The i-bond processed yarns obtained in Examples 1 to 3 had high elasticity and good stiffness and resilience. In addition, the side threads had uneven thickness in the length direction, which mainly consisted of curls, loops, and sagging. As a result of applying the above-mentioned weaving finishing process and caustic weight loss, there is a lot of freedom in the caustic range t9%! Rm was detected. It had a good bulge in texture and the presence of free end fibers, giving it a unique mellowness and roundness that cannot be described as single-V soft. In Example 2, the side threads were cationically dyed using undrawn yarn obtained by spinning 2.5 moles of cationic dye-dyeable 5IP (sodium sulfoisophthalate) copolymerized polytere/terephthalate and polyethylene terephthalate using the same spinneret. be.

It has excellent tangle properties, and the texture is particularly combed serge style.
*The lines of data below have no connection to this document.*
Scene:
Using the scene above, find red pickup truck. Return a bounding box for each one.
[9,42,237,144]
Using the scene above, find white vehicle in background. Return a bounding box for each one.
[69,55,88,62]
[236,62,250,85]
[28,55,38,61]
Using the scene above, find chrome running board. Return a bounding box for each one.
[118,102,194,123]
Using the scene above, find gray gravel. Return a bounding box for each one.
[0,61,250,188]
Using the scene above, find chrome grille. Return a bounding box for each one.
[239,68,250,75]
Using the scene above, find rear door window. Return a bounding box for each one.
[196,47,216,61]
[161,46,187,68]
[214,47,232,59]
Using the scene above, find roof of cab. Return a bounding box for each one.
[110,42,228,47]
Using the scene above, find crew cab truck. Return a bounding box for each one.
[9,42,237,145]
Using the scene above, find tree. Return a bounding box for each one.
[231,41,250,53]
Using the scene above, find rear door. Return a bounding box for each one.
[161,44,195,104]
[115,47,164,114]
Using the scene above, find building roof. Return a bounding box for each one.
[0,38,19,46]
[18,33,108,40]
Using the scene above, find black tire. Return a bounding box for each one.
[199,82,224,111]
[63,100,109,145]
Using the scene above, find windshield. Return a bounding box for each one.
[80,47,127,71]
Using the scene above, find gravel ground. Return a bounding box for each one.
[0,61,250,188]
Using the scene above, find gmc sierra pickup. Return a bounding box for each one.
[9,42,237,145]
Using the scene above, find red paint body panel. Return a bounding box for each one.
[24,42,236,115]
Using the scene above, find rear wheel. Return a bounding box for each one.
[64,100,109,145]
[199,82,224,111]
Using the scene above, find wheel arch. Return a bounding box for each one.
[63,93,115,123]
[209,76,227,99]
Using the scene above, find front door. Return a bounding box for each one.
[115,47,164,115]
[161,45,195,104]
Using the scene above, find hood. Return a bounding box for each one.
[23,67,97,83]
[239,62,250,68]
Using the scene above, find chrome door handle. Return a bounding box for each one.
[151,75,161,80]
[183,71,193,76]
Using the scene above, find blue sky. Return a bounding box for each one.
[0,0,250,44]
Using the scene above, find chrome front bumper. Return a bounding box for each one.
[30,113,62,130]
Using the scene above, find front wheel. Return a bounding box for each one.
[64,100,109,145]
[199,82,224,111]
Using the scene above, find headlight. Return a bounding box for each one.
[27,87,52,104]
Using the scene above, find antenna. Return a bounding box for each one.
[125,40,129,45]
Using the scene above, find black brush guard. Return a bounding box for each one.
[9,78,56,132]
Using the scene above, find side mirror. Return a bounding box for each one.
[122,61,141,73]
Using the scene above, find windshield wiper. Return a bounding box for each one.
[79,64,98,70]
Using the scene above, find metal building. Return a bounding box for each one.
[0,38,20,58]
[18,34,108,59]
Comparative Examples 1 to 3 Comparative Example 1 is a conventional two-layer textured yarn with elasticity, firmness,
It had poor repulsion and no free edge resistance. Although it is soft, it is soft and confusing.

In Comparative Example 2, the core yarn was composed of thick-cut fibers, but the shadow 4 of the side yarns was strong, and although there was some improvement in elasticity, stiffness, and resilience, it was not effective. In Comparative Example 3, the fibers separated and formed neps, probably due to the extremely excessive single fiber stiffness of the core yarn and the lack of filament ha as an intertwining partner.

[Brief explanation of drawings]

FIG. 1 is a schematic diagram showing the side surface of the yarn according to the present invention.
2 indicates the core thread, and 2 indicates the side thread. FIG. 2 is a schematic diagram showing the manufacturing apparatus. Patent applicant RiRa Shi Co., Ltd.

Claims (1)

[Claims] A processed yarn with a polyester core-sheath structure consisting of two or more types of polyester multifilaments with different single fiber fineness, in which the multifilament with the largest single fiber fineness is arranged in the core, and the following Both formulas (1) to (3) are satisfied,
In addition, at least some of the filaments other than the multifilament with the largest single fiber fineness arranged in the core have uneven thickness in the length direction, and furthermore, within the polyester core-sheath structured processed yarn, A processed polyester yarn with a core-sheath structure, characterized in that the constituent filaments are mixed and intertwined to form intertwined parts. 5≦Di/fi≦12 (1) 2 (D
oxfi)<Dixfo<30(Doxfi)...
...(2) 0.2<Do/Di<1.5...
...(3) However, Di is the total fineness (denier) of the multifilament with the largest single fiber fineness constituting the core, and fi is the total number of filaments of the multifilament (denier).
Do means the total fineness (denier) of all other filaments excluding the same multifilament, and fo means the total number (number) of all other filaments except the same multifilament.